If you're not interested in how shape inference works, you can stop reading now.
Shape inference applies local rules, based on a "shape function" that takes the shapes of the inputs to an operation and computes (possibly incomplete) shapes for the outputs of an operation. To figure out why tf.reshape() gives an incomplete shape, we have to look at its inputs, and work backwards:
The shape argument to tf.reshape() includes a [-1], which means "figure the output shape automagically" based on the shape of the tensor input.
The tensor input is the output of tf.concat() on the same line.
The inputs to tf.concat() are computed by a tf.mul() in BasicLSTMCell.__call__(). The tf.mul() op multiplies the result of a tf.tanh() and a tf.sigmoid() op.
The tf.tanh() op produces an output of size [?, hidden_size], and the tf.sigmoid() op produces an output of size [batch_size, hidden_size].
The tf.mul() op performs NumPy-style broadcasting. A dimension will only be broadcast if it has size 1. Consider three cases where we compute tf.mul(x, y):
If x has shape [1, 10], and y has shape [5, 10], then broadcasting will happen, and the output shape will be [5, 10].

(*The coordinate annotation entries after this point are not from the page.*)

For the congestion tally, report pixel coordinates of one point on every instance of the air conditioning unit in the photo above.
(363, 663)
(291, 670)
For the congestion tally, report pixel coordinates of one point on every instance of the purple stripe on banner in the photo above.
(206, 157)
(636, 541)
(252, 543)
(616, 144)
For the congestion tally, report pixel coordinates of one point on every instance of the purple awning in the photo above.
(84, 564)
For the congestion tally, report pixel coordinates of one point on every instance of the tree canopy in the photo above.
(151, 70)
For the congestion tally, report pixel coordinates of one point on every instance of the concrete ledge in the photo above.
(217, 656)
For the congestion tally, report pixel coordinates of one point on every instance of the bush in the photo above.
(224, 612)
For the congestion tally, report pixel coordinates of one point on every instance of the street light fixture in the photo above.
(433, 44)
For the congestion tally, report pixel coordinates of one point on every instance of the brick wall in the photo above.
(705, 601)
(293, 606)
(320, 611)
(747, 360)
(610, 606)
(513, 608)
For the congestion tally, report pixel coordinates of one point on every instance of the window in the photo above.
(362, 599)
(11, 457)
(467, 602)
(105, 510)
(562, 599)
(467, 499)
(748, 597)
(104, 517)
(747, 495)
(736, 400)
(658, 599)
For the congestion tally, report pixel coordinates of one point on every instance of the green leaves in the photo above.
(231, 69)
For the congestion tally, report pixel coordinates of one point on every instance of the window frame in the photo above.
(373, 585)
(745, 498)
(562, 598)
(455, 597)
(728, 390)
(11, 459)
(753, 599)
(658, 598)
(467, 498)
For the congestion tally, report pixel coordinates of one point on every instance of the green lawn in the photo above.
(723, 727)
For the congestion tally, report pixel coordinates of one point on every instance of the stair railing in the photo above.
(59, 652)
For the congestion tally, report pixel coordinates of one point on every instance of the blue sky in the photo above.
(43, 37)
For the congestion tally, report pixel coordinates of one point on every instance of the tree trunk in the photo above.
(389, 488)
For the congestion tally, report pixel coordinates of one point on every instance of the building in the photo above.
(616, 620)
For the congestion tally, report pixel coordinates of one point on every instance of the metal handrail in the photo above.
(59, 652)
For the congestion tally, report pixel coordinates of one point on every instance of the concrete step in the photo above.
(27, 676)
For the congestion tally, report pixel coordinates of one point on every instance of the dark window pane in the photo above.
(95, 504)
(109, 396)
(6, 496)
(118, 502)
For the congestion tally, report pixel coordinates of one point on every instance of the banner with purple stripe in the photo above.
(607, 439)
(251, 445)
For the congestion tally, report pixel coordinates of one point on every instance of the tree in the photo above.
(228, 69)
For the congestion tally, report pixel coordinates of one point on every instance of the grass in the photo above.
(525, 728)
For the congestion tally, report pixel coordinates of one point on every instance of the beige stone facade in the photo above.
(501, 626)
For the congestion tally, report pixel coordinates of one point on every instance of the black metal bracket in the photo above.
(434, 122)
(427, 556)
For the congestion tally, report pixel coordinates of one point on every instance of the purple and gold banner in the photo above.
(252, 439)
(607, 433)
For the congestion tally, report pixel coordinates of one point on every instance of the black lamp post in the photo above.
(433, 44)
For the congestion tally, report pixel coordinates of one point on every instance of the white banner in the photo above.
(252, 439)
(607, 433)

If x has shape [1, 10], and y has shape [1, 10], then there will be no broadcasting, and the output shape will be [1, 10].
However, if x has shape [1, 10], and y has shape [?, 10], there is insufficient static information to tell whether broadcasting will happen (even though we happen to know that case 2 applies at runtime).

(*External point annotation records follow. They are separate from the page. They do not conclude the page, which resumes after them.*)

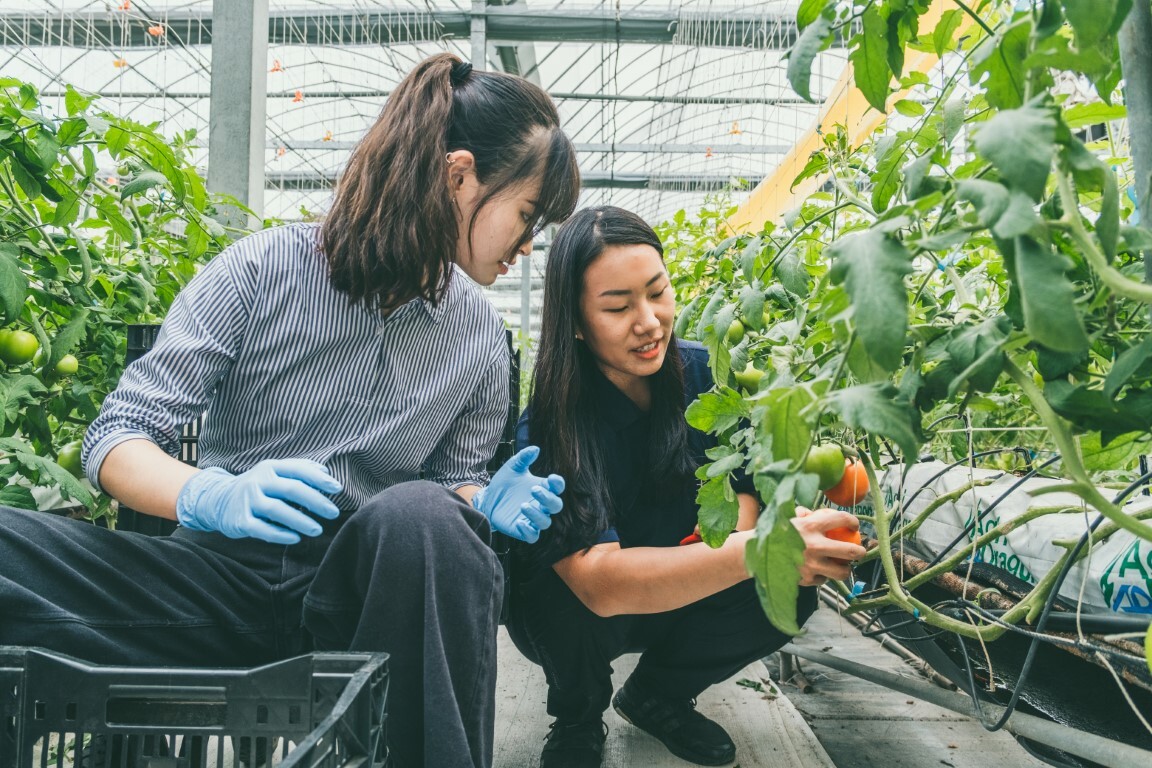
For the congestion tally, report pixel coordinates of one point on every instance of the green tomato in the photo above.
(69, 458)
(827, 462)
(67, 365)
(749, 379)
(17, 347)
(735, 333)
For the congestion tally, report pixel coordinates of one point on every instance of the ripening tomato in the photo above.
(851, 488)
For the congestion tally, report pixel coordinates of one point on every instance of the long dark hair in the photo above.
(563, 408)
(392, 233)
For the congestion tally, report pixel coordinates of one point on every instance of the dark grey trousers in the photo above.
(410, 572)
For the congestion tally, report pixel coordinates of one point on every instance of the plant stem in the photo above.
(1074, 225)
(976, 17)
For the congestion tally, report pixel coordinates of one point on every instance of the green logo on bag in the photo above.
(1127, 582)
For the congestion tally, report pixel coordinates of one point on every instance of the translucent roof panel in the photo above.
(657, 121)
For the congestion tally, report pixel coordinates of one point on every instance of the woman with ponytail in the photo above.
(609, 576)
(354, 385)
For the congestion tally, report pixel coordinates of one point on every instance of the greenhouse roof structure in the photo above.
(664, 99)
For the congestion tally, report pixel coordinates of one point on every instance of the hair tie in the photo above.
(460, 73)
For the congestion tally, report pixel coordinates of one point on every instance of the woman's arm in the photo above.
(139, 474)
(612, 580)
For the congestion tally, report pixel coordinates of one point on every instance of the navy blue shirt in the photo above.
(648, 514)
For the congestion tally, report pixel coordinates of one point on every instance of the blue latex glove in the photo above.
(258, 503)
(518, 503)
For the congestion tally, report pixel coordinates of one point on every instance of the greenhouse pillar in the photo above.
(1136, 62)
(236, 120)
(479, 33)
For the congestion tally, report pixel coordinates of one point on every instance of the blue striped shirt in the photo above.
(282, 365)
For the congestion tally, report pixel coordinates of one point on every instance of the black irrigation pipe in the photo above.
(1041, 624)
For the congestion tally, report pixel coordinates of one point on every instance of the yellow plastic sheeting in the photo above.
(844, 106)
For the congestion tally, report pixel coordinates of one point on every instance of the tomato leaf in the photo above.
(1047, 297)
(946, 30)
(874, 408)
(1021, 144)
(816, 37)
(719, 410)
(870, 59)
(13, 281)
(872, 267)
(775, 556)
(1001, 60)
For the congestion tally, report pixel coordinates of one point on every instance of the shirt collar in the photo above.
(615, 407)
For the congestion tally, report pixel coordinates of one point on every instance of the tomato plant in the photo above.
(975, 263)
(101, 222)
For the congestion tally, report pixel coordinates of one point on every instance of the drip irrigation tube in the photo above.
(1098, 749)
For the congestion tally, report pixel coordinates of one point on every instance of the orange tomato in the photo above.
(851, 488)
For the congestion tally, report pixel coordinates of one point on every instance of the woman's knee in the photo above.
(418, 508)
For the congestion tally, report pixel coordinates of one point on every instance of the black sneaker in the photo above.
(688, 735)
(574, 745)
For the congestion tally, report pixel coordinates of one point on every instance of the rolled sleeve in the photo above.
(462, 455)
(173, 383)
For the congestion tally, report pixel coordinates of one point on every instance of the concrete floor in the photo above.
(844, 722)
(866, 725)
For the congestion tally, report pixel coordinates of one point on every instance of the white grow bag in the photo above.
(1115, 575)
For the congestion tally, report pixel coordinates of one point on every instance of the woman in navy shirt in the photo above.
(607, 578)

Therefore, when batch_size is 1, the tf.mul() op produces an output with the shape [?, hidden_size]; but when batch_size is greater than 1, the output shape is [batch_size, hidden_size].
Where shape inference breaks down, it can be appropriate to use the Tensor.set_shape() method to add information. This would potentially be useful in the BasicLSTMCell implementation, where we know more than it is possible to infer about the shapes of the outputs.